= Recensio.net =

recensio.net – review platform for European history – is a Europe-wide, multi-language platform for scholarly reviews of historical literature. Launched in January 2011, the platform is operated by three institutions: the Bavarian State Library in Munich, the German Historical Institute Paris, and the Institute of European History in Mainz. It has been described by the media as an attempt of historians to "venture into the Web 2.0".

== Concept ==

The aim of the platform is to answer a perceived restriction of the humanities in Europe, a widespread orientation on languages and national borders. Recensio.net attempts to promote and facilitate the exchange between and the scholarly discussion amongst European historians, primarily by making reviews of publications on European history more visible and easier to access. To accomplish that, all reviews published on recensio.net are available in Open Access and searchable in full text. The Bavarian State Library Munich supports the reviews with metadata and long-term archival storage.

recensio.net acts as an Open Access aggregator. It brings together reviews of recent historical publications published in scholarly journals on one platform. The reviews deal with European history and may have been published both online or in print. All editorial offices of cooperating journals still work independently. Currently, the platform features review sections of more than forty historical journals from all over Europe, amongst them Reviews in History published by Britain's Institute of Historical Research (IHR) and the German Historical Institute London Bulletin.

On the second branch of the platform, authors of historical monographs and articles can present the core statements of their publications, thus putting them up for scholarly discussion. Users can comment on both reviews and presentations, and become involved in the discussion of current topics and approaches within the field of European history. In doing so, recensio.net aims to promote the ideas of web 2.0 amongst European historians.

To overcome the language barrier, the platform uses three navigational languages (English, German and French), whereas reviews and presentations may be written in any European language. Currently, texts in more than ten different languages can be found on recensio.net.

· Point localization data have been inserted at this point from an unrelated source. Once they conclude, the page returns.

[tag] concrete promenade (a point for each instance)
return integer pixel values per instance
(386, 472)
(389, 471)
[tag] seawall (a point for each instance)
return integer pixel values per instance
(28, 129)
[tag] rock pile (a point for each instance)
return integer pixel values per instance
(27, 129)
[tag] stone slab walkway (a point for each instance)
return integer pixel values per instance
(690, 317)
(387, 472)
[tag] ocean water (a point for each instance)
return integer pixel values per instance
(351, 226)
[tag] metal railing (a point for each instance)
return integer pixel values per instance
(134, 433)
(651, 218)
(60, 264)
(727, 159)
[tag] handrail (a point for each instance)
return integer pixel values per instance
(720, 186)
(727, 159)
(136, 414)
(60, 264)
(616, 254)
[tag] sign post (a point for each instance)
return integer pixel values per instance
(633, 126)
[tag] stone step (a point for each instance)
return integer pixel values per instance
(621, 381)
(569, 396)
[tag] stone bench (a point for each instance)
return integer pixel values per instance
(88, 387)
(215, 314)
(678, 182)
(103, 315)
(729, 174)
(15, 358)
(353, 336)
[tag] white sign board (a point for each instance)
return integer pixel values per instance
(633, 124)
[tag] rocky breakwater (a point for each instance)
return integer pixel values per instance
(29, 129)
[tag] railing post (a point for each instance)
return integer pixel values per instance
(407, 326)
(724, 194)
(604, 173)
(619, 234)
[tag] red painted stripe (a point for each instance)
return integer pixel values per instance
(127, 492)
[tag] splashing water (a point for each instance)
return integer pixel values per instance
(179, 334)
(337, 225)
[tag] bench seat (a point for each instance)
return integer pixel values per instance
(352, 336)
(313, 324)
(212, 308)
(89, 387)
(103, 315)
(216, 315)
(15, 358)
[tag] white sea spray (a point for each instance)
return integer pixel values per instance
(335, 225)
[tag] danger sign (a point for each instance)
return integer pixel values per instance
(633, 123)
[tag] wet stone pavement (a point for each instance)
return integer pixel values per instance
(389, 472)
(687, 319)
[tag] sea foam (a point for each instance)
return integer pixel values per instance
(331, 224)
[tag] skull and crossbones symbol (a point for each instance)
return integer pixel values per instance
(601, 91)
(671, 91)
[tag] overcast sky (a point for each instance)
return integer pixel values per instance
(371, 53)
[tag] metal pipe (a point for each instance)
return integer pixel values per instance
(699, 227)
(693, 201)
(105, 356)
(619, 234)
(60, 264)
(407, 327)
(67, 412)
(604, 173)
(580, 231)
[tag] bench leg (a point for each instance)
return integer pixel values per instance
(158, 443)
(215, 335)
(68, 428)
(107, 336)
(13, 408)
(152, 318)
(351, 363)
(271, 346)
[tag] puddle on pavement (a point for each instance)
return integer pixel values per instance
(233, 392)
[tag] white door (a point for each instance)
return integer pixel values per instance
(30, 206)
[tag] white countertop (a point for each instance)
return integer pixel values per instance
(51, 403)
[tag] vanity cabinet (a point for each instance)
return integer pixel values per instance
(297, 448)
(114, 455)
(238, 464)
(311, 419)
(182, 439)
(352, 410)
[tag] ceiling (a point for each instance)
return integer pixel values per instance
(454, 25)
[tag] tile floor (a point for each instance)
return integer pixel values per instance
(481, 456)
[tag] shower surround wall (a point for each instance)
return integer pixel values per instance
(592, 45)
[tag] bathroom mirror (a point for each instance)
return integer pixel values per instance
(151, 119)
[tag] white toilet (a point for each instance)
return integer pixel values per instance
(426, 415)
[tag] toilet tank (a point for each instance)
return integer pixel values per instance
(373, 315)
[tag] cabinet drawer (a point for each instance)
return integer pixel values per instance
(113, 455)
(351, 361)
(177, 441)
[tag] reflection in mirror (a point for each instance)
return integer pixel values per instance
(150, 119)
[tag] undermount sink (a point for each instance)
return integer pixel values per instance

Since the institutionalisation of Specialised Information Services (FID), funded by the German Research Foundation, in 2014 several branches of recensio.net emerged on the same technical basis and with the same concept for regional history (recensio.regio), classics (recensio.antiquitatis), and art history (recension.artium) that offer reviews in open access in their respective fields.

== Organising institutions ==

Online since January 2011, recensio.net is the result of a joint project of the Bavarian State Library (BSB) Munich, the University of Cologne and the Leibniz Institute of European History (IEG) Mainz, funded from 2008 to 2014 by the German Research Foundation (DFG). Since 2017 the operations of recensio.net are continued in the sole responsibility of the Bavarian State Library. The editorial staff is located at the Centre for Electronic Publishing (ZEP), a unit of the BSB.

On the occasion of the launch of recensio.net, the international conference "Scholarly communication in the digital age", took place in January 2011 at the Historisches Kolleg in Munich.